Jose Mourinho broke down in tears. Manchester United had appointed their next manager, and it was not him. Sir Alex Ferguson had anointed David Moyes instead of him. A serial winner was overlooked for a man without major silverware. The Portuguese was distraught. Or at least he was in a partisan account by Diego Torres, the El Pais journalist. It is not a version of events that either Mourinho or anyone in his camp has ever admitted.
Fast forward the best part of four years and as two of Ferguson’s heirs prepare to meet, the Special One has reasons to be grateful to the Chosen One. Moyes lowered expectations for Mourinho. He has helped afford him time.

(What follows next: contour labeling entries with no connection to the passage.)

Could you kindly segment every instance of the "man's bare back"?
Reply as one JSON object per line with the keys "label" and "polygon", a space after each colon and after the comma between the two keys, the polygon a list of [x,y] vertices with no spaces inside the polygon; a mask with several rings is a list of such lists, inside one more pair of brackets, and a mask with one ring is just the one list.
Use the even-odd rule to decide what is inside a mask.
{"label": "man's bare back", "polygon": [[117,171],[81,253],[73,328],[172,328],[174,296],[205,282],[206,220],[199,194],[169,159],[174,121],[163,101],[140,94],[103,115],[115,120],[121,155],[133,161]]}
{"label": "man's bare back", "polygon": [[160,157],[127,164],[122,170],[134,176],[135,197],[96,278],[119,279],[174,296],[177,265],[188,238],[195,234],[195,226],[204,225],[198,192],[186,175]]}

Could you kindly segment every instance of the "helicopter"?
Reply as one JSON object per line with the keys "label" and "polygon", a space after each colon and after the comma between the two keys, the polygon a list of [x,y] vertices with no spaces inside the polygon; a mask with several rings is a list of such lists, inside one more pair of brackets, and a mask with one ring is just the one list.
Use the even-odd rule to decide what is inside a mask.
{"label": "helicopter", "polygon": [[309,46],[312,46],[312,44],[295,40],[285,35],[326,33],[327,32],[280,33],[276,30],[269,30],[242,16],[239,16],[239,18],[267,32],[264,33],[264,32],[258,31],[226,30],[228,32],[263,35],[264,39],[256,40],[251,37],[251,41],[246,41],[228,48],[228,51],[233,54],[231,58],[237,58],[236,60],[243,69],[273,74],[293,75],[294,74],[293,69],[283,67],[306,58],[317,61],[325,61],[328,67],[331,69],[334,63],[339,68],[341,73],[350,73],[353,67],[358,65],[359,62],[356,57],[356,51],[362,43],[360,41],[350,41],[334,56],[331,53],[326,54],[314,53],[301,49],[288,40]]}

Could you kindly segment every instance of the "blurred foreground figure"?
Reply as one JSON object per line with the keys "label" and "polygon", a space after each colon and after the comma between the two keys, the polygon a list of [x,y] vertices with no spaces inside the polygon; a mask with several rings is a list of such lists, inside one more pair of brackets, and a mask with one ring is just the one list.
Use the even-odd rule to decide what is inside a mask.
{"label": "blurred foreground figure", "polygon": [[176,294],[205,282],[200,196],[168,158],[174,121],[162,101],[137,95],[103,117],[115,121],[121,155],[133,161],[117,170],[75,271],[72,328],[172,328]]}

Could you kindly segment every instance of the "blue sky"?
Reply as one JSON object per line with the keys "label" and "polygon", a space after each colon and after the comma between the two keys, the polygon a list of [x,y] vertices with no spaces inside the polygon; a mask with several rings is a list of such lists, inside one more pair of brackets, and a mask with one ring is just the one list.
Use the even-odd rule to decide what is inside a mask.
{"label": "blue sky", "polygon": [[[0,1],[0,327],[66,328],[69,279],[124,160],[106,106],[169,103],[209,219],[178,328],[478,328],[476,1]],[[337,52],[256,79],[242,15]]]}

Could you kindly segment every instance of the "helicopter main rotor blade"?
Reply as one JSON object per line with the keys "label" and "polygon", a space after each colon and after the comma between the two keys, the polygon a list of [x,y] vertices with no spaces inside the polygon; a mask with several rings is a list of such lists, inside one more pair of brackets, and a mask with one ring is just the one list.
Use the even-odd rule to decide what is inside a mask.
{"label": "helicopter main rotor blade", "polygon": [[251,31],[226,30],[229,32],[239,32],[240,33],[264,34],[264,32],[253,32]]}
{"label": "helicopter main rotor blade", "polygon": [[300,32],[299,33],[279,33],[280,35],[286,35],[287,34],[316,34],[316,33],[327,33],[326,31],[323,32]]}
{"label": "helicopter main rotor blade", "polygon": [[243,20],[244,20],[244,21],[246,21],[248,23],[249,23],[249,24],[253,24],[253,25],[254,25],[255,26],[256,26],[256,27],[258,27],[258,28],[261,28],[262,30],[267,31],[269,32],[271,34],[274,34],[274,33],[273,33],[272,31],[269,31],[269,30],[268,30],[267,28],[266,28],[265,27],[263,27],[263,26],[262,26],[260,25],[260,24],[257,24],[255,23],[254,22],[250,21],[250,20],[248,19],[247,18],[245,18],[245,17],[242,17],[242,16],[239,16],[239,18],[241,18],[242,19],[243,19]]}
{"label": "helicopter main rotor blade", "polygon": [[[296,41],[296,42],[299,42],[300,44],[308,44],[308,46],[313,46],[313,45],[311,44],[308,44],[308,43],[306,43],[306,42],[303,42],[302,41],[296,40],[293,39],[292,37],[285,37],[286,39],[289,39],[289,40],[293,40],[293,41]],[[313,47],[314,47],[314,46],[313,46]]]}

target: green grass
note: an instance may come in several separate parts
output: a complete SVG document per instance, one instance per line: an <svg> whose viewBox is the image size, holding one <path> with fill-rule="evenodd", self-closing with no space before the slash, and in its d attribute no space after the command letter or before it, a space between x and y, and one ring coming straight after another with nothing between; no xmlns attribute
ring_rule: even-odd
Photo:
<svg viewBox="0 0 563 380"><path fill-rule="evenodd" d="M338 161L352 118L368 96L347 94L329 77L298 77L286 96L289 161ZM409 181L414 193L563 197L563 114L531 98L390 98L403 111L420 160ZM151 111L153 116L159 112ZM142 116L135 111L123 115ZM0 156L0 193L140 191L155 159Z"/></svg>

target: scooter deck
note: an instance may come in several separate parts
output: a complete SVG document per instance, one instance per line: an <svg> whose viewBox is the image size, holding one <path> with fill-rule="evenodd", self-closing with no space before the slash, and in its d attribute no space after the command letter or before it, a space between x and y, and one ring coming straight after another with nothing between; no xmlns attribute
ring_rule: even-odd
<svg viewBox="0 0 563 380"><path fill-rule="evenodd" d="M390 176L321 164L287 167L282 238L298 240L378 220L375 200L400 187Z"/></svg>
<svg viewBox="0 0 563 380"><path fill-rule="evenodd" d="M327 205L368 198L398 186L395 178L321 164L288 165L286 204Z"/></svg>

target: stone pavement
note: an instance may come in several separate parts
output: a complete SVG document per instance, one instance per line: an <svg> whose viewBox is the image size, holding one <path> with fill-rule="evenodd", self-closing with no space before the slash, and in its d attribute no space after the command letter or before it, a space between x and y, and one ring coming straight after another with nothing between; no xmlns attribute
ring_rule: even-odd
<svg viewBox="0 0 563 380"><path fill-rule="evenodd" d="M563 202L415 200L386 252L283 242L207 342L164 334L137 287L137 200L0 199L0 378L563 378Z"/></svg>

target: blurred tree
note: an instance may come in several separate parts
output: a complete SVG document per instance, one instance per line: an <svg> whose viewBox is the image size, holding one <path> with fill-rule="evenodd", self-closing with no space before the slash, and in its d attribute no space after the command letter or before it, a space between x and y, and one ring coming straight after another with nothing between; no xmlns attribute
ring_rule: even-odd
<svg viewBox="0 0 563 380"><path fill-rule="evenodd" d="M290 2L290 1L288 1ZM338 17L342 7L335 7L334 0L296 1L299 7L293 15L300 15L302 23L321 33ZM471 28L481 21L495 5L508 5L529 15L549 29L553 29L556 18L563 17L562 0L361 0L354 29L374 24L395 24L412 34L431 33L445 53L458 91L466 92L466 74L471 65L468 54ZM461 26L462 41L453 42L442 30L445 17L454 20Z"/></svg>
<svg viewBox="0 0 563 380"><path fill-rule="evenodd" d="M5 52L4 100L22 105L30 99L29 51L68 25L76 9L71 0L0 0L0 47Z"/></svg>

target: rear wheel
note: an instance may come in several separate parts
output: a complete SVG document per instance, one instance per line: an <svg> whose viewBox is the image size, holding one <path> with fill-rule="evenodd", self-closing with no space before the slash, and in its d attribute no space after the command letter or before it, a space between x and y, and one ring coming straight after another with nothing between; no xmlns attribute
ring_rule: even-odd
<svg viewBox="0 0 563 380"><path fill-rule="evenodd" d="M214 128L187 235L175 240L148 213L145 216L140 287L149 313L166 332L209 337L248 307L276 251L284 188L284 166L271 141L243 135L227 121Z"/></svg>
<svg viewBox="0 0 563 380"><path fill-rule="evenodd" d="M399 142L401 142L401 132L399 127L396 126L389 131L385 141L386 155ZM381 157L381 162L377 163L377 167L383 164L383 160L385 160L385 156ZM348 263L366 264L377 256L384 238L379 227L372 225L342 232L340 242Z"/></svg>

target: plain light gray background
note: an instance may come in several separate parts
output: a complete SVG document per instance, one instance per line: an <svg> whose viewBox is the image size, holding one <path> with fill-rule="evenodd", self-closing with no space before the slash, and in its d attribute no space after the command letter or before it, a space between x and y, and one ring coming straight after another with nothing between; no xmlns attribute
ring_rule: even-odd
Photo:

He took away the supposition that success was simple for United and anything else automatically qualified as failure. He created the climate where finishing seventh, as Mourinho could do, is not a sackable offence. Certainly not if United win the Europa League and end the season with two trophies and a return to the Champions League. But not if their interminable continental campaign ends in disappointment either.
Mourinho will be at Old Trafford next season. That, in part, is Moyes’ legacy. In one respect, he was a transformative United manager; just not like Ferguson or Sir Matt Busby. United were realigned. Moyes’ solitary season was not so much the anomaly as the unwanted model. The pattern of expensive underachievement, with each manager spending more than the last, is now familiar. With every campaign, United’s first genuine post-Ferguson title challenge is postponed for a further 12 months. A cycle Moyes began continues.
United averaged 86 points in the three years before his appointment and 66 in the three after. Mourinho is on course to amass 71 now. That might be presented as progress, even though Ferguson topped that total in 22 successive seasons. Now the correlation between the biggest budget and a lesser league position has been established.
That also owes something to Louis van Gaal. But once again, Mourinho is a beneficiary of Moyes’ difficulties. The Scot is alone among recent United managers in that he could not publicly blame his predecessors for the problems he inherited. Ferguson bequeathed a flawed squad, but his title wins had camouflaged their defects and legends tend to be immune from criticism. Moyes could not explain his own travails but finding fault with a man who won the Premier League 13 times. In contrast, Mourinho can make veiled – and often accurate – references to Van Gaal’s regime to underline the scale of his task.
Mourinho’s United, like Moyes’ team, do not play at great pace. Neither, of course, did Van Gaal’s, while Ferguson’s sides slowed down in his final few years. Yet United have felt out of step with footballing fashion since the Scot’s appointment. Their style of play has been too functional; they are rarely as fast or fluent as some of their peers. They have become a club where, at any given point, there is the sense that the manager is struggling to get the best from several of his players, often those recruited by a former manager. They have seemed in perpetual transition, forever looking for evidence, real or imagined, of advancement. They have turned Old Trafford from a fortress into a place others can storm. Moyes was undermined by some damning home defeats, Mourinho by a strange sequence of draws. Since Ferguson’s retirement, United have triumphed in too few major matches: Moyes won just one in the league against top-seven opponents, an unwanted statistic Mourinho now shares.